Travis Pearson knows the Magic City Classic from both sides of Legion Field.
When Spady was fired and replaced in the offseason, Pearson was also out after new head coach Connell Maynor brought in a new staff. But Pearson wasn’t unemployed long.
The former Bulldogs defensive coordinator landed with his alma mater. Saturday, he will again view the Classic from the Alabama State sideline.
“As a player, it was the game on your schedule,” said Pearson, who coaches safeties at ASU. “The pageantry is unmatched. This is one of the granddaddies of HBCUs and I think it will be for a long time. Just to be a part of that is always special. It was special as a player here, and it’s special to go back as a coach.”
Pearson has vivid memories of the 2016 Magic City Classic. That was his first time back at the game, except he returned as a Bulldog assistant coach.
“That was really special to me because the last time I went in that game, I was a player,” Pearson said. “To go back as a coach really was special and to get a chance for my kids … they’ve heard about the Magic City Classic, but to see it, and then their dad being a part of it as a coach, was real special.”
Pearson received his share of friendly ribbing from friends and former teammates the past couple of years. They told him he was on the wrong side.
“But as I tell them, my degree reads Alabama State University Bachelor’s of Science. No matter what side I’m on, I’m still a Hornet. That’s my school.”
Pearson said he had some good years as a student athlete at ASU and that the campus in Montgomery is dear to him.
“At the same time, I’m here to develop young men into good men. Hopefully I can help them be good husbands and good players and good students. That’s my goal. I did the same thing at A&M. I understand that when the horn sounds and the clock hits zero, those kids hopefully will understand what I tried to contribute to their life.”
While Alabama State will always be Pearson’s school, he says he enjoyed his time on the staff in Huntsville. He met wonderful people and co-workers in a great atmosphere.
“Homecoming was awesome up there,” he recalled. “I had a bunch of kids that I really enjoyed coaching and I’ll get to see them again Saturday. It was a real good experience for me and my family.”

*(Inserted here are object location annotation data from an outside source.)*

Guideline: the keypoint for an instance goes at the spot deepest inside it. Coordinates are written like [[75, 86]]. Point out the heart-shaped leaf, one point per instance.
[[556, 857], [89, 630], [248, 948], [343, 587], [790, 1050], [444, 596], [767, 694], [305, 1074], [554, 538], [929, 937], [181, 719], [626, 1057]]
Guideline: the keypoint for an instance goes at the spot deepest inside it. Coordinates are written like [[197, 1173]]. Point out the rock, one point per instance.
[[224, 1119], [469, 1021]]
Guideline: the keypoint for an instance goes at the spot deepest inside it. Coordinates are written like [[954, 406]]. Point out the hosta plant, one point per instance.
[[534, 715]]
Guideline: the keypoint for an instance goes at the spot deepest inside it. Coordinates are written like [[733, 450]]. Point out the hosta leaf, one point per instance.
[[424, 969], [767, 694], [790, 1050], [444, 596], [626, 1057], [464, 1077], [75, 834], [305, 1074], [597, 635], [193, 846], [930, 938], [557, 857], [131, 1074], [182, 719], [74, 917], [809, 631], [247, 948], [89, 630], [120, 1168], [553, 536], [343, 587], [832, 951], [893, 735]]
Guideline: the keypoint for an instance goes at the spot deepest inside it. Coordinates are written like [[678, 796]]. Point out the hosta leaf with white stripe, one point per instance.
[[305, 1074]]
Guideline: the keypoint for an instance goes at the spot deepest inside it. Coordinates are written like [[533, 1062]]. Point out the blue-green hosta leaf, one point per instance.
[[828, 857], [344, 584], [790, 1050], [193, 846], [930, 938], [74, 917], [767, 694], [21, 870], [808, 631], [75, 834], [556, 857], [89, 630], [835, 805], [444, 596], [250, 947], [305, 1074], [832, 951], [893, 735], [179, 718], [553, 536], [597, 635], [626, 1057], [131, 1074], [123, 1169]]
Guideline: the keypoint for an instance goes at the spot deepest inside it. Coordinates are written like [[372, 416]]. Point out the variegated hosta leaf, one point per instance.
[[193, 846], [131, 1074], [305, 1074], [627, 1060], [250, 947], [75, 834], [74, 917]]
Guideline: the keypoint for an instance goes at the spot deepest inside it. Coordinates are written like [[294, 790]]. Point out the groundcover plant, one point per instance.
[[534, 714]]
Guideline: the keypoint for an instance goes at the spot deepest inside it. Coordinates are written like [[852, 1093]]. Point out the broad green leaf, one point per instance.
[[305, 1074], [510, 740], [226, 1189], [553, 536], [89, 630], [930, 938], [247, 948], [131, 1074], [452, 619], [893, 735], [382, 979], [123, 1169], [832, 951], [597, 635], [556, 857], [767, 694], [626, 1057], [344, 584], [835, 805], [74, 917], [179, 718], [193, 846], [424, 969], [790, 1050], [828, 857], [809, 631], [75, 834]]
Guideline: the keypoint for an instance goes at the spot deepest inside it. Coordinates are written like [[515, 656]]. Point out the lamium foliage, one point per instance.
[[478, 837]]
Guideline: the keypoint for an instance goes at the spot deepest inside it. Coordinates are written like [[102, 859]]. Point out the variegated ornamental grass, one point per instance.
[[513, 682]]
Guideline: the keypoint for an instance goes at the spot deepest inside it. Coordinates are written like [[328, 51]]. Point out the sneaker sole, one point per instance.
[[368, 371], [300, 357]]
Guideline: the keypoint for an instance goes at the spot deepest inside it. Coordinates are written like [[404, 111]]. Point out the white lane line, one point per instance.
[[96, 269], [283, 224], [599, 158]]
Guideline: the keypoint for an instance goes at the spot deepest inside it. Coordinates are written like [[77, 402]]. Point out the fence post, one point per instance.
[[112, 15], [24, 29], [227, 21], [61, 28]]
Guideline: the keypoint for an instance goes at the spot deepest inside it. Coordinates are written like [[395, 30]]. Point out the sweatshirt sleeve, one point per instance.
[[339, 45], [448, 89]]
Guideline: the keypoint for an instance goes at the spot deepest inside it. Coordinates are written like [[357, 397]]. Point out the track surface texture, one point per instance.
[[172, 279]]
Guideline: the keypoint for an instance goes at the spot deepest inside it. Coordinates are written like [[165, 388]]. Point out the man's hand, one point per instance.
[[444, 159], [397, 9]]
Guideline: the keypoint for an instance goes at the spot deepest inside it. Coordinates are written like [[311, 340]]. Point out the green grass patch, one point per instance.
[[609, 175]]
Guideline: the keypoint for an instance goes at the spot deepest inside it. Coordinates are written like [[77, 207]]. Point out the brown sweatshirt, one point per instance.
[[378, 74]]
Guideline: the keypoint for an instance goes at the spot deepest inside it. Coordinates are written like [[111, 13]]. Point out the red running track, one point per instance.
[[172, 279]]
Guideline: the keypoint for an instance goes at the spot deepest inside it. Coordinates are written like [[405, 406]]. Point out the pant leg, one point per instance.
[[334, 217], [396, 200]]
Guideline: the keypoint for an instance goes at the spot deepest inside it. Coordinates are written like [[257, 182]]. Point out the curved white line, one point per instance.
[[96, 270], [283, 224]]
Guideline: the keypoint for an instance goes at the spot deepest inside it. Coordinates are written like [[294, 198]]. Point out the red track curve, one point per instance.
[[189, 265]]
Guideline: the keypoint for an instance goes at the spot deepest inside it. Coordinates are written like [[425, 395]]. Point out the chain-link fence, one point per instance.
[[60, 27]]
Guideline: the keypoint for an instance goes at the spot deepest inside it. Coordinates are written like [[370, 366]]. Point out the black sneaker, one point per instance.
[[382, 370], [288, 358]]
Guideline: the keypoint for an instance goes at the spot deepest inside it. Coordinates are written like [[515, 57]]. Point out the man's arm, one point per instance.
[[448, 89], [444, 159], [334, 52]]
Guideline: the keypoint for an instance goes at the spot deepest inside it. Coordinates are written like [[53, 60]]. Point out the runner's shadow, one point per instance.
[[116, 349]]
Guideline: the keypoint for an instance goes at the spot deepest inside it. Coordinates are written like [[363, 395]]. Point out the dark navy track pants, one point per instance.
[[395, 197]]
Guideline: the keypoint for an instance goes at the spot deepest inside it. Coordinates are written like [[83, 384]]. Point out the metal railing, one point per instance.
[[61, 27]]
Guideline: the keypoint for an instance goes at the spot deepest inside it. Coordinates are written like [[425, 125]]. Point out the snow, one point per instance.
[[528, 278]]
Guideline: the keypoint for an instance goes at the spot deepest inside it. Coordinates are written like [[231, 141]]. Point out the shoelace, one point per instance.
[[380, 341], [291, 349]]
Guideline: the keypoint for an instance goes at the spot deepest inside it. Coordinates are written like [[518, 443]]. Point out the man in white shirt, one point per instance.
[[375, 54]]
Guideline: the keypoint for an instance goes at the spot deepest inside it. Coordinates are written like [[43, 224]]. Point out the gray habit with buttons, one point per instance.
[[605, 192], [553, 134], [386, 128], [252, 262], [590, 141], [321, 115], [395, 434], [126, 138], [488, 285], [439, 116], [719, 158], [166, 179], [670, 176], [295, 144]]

Despite having gone to the other side, Pearson hasn’t lost touch with his former players. Vernon Moland Jr., a junior defensive end, speaks highly of his former defensive coordinator.
“Coach Pearson is the one coach that I feel that I could talk to about anything,” he said. “He is truly a role model. Just from the way he treats his wife and women in general and the way he raises his children is a spitting image of how all of us men should act.
“Not only has he shown me how to be a better football player, but he has showed me how to be a better man,” the Minor High product said. “Coach Pearson has showed me the difficulties of trying to win and what it takes to win. He showed me how to watch film and what to look for while watching film. He’s shown me how to pay attention to the smallest details and how the details matter.”
You could say that Pearson helped make Moland the player he is today. He switched him from linebacker to his current spot on the defensive line, a move that earned Moland All-Southwestern Athletic Conference honors last season.
“We have a really good relationship with him, Mike Mills, Yurik Bethune, all those guys that I had,” Pearson said. “Dylan Hamilton, Zach Oglesby, all those guys. I tried to let them see me in different lights other than just being a coach. I wanted them to see me in the father role. I wanted them to see me in the husband role. I wanted them to see me in all the other roles other than that guy that just kind of screams at us… ”
Pearson has remained in touch with Moland and other Bulldog players via texting.
“I’ve always told him when I was there my line is open,” the coach said. “… My line is open when I’m gone. If they’ve got any issues, hey man, give me a call. If I can help, I’ll help. If I can’t help, I’ll find someone who can.”
The lines of communication are shut down until about 6 p.m. Saturday.
“He’s gonna be blocked until after the Classic,” Moland said.